Dividir, com os “viajantes” da vida, uma conversa que


ousei ter com o poeta português Fernando Pessoa foi minha
motivação maior para escrever este livro. É ele feito de
conversas em prosas, versos e fotos. Fruto de contemplações
e reflexões que marcaram uma caminhada feita em Lisboa,
em outubro de 2016, quando parti do Brasil para aceitar o
convite do poeta — minha fantasia literária — após leitura
de um livro dele, no qual mostra Lisboa aos visitantes.

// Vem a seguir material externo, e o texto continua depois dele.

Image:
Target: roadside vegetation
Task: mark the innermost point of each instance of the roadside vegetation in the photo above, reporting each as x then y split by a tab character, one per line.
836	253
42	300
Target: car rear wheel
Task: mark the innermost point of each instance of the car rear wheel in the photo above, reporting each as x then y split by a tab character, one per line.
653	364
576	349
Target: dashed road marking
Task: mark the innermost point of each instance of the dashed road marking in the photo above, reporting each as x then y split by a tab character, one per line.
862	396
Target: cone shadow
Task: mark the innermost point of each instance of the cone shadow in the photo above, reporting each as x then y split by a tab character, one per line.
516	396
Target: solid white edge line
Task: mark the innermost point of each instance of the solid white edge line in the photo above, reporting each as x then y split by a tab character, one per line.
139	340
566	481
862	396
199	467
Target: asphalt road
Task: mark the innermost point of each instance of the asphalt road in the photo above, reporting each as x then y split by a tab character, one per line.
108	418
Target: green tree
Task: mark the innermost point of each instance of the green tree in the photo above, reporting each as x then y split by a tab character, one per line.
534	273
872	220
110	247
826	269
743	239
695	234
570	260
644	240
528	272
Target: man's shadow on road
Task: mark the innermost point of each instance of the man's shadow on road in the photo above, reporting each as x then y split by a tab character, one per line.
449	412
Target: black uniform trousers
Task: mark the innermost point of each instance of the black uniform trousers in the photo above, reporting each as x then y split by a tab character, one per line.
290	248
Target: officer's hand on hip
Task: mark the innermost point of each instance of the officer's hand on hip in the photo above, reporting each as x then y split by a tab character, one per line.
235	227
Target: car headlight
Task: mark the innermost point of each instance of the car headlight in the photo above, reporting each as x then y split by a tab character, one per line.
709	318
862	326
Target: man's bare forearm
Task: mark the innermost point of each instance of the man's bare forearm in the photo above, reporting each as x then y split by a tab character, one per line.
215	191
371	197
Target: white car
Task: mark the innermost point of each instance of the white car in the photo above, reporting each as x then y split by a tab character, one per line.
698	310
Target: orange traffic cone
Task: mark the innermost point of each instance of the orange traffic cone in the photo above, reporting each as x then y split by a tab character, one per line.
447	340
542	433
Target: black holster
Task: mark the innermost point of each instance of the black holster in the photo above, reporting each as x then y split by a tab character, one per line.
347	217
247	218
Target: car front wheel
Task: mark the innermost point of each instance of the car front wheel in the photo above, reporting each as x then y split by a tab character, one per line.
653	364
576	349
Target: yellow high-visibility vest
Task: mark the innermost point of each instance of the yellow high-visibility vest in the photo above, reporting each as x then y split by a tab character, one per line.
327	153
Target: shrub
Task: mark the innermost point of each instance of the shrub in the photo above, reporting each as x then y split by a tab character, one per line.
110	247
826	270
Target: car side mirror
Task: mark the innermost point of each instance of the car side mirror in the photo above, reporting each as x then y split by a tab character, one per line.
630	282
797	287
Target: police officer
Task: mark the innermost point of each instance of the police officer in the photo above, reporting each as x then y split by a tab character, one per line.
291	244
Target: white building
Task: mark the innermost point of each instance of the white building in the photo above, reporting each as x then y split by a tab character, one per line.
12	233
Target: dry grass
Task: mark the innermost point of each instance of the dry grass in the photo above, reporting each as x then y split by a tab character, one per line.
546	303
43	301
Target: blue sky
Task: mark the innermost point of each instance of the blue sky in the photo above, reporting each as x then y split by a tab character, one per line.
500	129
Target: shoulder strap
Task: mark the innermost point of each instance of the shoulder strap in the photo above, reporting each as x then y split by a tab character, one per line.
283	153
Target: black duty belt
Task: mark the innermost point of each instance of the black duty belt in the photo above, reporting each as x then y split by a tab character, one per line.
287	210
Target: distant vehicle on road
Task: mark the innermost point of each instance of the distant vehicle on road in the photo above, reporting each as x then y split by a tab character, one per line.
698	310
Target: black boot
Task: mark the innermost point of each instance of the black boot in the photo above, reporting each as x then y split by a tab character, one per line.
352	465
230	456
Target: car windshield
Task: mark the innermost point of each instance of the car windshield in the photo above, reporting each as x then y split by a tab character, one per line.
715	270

O livro é Lisboa: o que o turista deve ver, um dos poucos
escritos completos encontrados por aqueles que até hoje
buscam desvendar os segredos de seu baú.
Tive a ideia de fazer mais uma caminhada anual, o de
que sempre gostei para me dar um tempo de reflexão, num
determinado período do ano. Foi assim que fiz o Caminho
da Luz, em Minas Gerais; dois dias do Caminho de Santiago
de Compostela, na Espanha; e o Caminho da Paz, na Bahia.
Ao fazer todos esses caminhos, sempre digo que estou me
preparando para os 30 dias de caminhada no Caminho de
Santiago de Compostela. Mas isso será uma outra história.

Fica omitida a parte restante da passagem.